Erika L. Matunis, Ph.D.

Dr. Matunis studies the stem cells that sustain spermatogenesis in the fruit fly Drosophila melanogaster to understand how signals from neighboring cells control stem cell renewal or differentiation. In the fruit fly testes, germ line stem cells attach to a cluster of non-dividing somatic cells called the hub. When a germ line stem cell divides, its daughter is pushed away from the hub and differentiates into a gonialblast. The germ line stem cells receive a signal from the hub that allows it to remain a stem cell, while the daughter displaced away from the hub loses the signal, and differentiates. Researchers in the Matunis lab have found key regulatory signals involved in this process.

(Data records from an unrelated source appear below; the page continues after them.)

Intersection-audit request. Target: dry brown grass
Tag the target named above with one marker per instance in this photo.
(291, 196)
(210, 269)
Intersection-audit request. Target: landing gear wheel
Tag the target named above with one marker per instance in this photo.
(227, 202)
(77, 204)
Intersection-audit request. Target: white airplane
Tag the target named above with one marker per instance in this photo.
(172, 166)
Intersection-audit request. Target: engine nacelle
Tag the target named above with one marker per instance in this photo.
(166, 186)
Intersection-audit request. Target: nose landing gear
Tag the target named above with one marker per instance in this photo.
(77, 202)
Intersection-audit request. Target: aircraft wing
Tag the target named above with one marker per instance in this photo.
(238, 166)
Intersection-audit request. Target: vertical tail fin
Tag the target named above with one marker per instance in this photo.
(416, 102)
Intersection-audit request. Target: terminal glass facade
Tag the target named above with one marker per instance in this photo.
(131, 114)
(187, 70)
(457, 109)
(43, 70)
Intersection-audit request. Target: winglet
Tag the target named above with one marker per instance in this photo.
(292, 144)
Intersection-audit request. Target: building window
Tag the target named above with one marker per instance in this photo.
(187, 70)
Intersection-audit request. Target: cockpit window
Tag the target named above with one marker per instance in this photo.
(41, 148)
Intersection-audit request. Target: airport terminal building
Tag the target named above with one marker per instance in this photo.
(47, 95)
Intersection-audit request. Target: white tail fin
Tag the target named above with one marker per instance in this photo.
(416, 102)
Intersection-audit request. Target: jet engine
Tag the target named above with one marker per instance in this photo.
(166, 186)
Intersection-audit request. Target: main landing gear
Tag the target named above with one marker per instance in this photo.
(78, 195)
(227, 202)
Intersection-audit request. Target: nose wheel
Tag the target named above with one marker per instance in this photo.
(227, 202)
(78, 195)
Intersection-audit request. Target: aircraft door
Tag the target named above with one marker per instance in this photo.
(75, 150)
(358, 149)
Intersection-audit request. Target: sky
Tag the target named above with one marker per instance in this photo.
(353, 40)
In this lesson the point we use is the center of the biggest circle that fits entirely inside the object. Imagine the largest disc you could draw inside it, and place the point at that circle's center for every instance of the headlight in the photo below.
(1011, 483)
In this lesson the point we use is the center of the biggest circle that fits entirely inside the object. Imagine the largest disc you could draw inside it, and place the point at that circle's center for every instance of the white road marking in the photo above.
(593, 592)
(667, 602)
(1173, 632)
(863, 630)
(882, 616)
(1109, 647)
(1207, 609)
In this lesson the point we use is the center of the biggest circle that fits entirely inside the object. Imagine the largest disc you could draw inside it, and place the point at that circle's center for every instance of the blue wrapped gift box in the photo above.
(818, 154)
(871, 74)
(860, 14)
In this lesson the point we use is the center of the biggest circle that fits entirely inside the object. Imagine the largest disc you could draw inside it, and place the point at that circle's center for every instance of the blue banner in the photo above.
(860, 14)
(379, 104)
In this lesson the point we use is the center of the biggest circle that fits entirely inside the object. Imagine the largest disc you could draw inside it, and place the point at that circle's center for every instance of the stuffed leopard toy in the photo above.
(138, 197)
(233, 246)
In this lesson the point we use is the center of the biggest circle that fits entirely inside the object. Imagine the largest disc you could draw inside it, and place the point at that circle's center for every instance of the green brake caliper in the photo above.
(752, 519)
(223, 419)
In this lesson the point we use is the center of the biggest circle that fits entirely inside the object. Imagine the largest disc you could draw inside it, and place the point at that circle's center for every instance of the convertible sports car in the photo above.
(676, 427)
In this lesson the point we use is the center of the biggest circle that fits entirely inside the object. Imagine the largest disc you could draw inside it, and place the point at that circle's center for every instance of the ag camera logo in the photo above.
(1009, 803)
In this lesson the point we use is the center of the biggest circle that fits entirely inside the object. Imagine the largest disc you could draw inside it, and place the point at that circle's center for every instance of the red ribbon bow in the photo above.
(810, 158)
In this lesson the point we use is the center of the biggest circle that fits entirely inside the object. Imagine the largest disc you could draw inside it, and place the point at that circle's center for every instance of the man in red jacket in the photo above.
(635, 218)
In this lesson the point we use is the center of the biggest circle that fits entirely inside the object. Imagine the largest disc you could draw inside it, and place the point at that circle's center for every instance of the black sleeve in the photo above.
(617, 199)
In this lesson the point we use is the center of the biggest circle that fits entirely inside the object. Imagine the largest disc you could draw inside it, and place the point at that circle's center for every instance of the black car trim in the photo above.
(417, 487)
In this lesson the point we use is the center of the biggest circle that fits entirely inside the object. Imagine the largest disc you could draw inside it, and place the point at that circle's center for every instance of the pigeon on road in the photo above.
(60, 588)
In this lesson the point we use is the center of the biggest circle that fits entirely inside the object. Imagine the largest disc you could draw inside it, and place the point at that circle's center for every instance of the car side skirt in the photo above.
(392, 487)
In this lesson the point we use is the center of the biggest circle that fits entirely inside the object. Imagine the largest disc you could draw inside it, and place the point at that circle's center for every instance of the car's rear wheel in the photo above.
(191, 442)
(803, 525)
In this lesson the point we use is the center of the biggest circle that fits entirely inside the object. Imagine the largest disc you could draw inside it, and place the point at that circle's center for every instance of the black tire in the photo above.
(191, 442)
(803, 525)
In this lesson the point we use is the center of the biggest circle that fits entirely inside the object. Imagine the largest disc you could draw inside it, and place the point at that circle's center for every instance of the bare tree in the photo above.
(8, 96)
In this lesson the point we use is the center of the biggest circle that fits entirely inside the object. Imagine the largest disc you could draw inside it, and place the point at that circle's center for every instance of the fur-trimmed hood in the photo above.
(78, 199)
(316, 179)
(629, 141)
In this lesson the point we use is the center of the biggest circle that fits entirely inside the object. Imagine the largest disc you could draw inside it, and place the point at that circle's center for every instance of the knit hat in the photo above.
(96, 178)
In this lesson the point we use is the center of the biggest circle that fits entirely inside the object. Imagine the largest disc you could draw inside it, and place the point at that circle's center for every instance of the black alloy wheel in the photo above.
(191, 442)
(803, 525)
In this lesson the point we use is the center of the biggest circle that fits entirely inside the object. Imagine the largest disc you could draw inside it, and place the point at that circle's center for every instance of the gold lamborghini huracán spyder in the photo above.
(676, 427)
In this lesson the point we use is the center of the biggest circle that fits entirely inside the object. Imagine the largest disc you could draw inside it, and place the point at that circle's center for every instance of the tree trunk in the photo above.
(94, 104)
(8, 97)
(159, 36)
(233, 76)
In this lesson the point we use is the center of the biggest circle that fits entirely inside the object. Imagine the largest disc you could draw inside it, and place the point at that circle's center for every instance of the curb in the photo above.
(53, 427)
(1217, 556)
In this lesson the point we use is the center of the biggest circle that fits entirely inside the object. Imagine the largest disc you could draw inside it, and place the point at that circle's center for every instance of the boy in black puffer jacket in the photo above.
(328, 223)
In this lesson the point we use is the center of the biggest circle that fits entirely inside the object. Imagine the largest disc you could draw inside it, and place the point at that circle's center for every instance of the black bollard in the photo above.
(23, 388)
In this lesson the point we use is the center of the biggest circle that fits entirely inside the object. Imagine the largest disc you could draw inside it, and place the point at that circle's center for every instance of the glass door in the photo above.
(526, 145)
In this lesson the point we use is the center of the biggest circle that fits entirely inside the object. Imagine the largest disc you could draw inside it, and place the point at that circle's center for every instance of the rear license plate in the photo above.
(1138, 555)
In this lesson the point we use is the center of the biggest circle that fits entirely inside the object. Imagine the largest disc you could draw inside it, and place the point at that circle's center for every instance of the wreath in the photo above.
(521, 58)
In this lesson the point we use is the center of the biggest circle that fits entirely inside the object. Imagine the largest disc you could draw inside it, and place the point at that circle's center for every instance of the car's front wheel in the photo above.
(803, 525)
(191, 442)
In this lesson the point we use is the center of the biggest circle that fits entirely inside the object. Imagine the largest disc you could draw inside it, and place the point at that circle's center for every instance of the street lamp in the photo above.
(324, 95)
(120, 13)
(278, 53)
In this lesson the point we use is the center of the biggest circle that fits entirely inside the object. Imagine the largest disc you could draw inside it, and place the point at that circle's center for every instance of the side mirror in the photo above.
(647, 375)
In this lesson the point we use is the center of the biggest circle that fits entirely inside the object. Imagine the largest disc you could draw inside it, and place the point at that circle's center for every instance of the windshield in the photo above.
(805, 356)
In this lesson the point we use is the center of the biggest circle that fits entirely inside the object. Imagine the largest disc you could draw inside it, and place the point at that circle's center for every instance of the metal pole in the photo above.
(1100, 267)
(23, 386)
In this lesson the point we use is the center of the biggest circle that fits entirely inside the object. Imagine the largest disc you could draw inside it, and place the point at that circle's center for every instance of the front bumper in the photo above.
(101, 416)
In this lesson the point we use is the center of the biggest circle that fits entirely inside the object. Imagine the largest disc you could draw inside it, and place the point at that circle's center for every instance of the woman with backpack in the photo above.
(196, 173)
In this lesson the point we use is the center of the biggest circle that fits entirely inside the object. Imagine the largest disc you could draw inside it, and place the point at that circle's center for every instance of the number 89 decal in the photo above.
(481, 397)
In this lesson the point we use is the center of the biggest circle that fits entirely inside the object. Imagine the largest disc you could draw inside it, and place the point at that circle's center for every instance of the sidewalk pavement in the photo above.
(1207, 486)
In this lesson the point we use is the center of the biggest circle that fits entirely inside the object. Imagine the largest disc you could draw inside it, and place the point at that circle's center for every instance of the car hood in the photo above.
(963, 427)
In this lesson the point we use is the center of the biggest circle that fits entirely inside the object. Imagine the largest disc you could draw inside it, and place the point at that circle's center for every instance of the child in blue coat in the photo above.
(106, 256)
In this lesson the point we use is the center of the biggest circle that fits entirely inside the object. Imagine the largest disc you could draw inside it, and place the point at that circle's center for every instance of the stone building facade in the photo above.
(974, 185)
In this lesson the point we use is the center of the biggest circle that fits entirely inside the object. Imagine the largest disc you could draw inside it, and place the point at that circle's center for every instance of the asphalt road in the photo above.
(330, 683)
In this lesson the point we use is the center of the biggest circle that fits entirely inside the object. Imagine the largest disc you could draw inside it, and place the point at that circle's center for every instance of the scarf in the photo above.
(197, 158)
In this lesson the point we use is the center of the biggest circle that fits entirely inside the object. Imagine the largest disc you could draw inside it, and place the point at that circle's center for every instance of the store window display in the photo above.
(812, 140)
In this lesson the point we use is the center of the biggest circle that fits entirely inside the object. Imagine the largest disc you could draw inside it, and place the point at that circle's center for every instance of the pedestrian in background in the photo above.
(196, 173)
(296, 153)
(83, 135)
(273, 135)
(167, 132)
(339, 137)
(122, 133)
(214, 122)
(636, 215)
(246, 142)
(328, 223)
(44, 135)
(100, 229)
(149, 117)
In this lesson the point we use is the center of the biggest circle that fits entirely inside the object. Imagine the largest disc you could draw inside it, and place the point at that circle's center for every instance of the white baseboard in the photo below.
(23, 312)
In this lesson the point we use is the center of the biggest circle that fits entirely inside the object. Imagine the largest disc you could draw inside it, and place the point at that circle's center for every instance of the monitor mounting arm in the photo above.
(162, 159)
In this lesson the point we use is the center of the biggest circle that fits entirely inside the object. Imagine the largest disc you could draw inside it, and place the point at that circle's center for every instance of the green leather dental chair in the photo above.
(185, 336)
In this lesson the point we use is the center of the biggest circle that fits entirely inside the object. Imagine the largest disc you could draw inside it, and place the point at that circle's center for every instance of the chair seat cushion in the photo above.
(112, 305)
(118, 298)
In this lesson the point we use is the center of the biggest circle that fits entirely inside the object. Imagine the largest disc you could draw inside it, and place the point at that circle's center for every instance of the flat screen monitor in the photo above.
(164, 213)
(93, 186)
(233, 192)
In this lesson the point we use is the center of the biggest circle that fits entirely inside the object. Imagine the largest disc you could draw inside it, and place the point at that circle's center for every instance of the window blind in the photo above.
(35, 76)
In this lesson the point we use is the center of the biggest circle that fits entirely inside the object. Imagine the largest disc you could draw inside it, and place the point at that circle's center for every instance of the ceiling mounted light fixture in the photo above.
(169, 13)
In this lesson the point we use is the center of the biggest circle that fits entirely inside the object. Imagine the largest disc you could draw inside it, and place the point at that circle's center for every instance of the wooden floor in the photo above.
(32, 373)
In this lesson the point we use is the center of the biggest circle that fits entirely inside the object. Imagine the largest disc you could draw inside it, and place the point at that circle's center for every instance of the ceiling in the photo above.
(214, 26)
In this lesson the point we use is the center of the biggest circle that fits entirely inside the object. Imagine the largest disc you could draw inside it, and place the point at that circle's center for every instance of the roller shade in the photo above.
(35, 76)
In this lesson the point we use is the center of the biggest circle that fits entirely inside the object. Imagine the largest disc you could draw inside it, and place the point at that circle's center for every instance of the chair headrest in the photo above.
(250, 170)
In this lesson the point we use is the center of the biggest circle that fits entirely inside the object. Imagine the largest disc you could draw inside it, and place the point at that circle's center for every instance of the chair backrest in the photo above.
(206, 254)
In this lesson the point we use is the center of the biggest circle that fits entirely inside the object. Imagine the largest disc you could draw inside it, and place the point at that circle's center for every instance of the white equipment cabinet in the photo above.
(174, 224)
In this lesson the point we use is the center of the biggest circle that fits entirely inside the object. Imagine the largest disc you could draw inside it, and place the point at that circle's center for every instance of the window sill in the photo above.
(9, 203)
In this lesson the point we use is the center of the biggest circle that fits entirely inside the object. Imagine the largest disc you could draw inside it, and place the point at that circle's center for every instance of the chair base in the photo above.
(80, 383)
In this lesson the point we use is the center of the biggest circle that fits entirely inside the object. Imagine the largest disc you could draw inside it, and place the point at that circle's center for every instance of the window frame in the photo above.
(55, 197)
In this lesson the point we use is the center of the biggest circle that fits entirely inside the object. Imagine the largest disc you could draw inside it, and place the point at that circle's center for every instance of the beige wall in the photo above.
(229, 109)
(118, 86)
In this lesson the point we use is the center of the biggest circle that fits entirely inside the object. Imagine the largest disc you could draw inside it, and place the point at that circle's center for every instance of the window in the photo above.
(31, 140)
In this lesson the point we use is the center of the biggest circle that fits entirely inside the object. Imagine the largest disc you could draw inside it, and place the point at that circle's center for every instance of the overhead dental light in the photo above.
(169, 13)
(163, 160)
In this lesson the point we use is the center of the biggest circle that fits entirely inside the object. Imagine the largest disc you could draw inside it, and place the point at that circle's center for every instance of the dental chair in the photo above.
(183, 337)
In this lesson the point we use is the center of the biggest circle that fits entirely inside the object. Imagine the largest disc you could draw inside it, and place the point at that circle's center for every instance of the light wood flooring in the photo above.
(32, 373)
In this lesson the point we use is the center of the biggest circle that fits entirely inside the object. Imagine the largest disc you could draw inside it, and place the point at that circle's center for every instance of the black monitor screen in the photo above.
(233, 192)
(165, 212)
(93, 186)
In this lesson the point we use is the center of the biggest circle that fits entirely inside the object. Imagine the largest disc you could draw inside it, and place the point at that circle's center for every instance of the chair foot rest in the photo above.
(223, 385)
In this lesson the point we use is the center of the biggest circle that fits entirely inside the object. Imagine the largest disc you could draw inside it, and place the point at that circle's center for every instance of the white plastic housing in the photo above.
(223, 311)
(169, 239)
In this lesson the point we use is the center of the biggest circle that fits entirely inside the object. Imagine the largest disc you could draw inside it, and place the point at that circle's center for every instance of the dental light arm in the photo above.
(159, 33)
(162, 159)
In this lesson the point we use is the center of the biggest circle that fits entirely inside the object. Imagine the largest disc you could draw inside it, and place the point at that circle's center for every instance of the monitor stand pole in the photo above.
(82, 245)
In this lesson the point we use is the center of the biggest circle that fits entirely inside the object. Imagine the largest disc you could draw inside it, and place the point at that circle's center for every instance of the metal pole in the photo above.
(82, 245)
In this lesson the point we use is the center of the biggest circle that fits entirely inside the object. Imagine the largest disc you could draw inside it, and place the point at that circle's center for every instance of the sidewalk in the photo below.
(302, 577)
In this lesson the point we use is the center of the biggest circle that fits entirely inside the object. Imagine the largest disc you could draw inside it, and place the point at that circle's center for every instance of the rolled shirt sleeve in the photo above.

Using genetic and genomic approaches, the Matunis lab continues to identify more genes that define the germ line stem cells' fate. She and her team are also investigating how spermatogonia reverse differentiation to become germ line stem cells again.

By studying stem cells that sustain spermatogenesis in the fruit fly Drosophila melanogaster, Dr. Matunis' lab has begun to understand stem cell regulation. Germ line stem cell (GSC) divisions produce two cells with different fates: gonialblasts (GB) and cyst progenitor cells. Her team has found that the hub secretes a ligand (called Unpaired) that activates the Janus kinase-Signal transducer and activator of transcription (Jak-Stat) signaling pathway within GSCs. Activation of Jak-Stat within GSCs ensures that they remain stem cells; GB do not receive enough Upd to activate Jak-Stat, and instead differentiate.

Currently, the lab is using genetic and genomic approaches to identify targets of Stat within GSCs, since these genes molecularly define the GSC fate. They are also determining if the hub directly activates Stat in somatic stem cells, or if a different mechanism is operating to ensure their renewal, since little is known of how two stem cell populations are regulated within one niche. They are also asking how the stem cell niche is established during development.

Finally, they have recently found that spermatogonia that have begun to differentiate can reverse their path and de-differentiate to become GSCs. They are very interested in understanding the mechanisms controlling de-differentiation.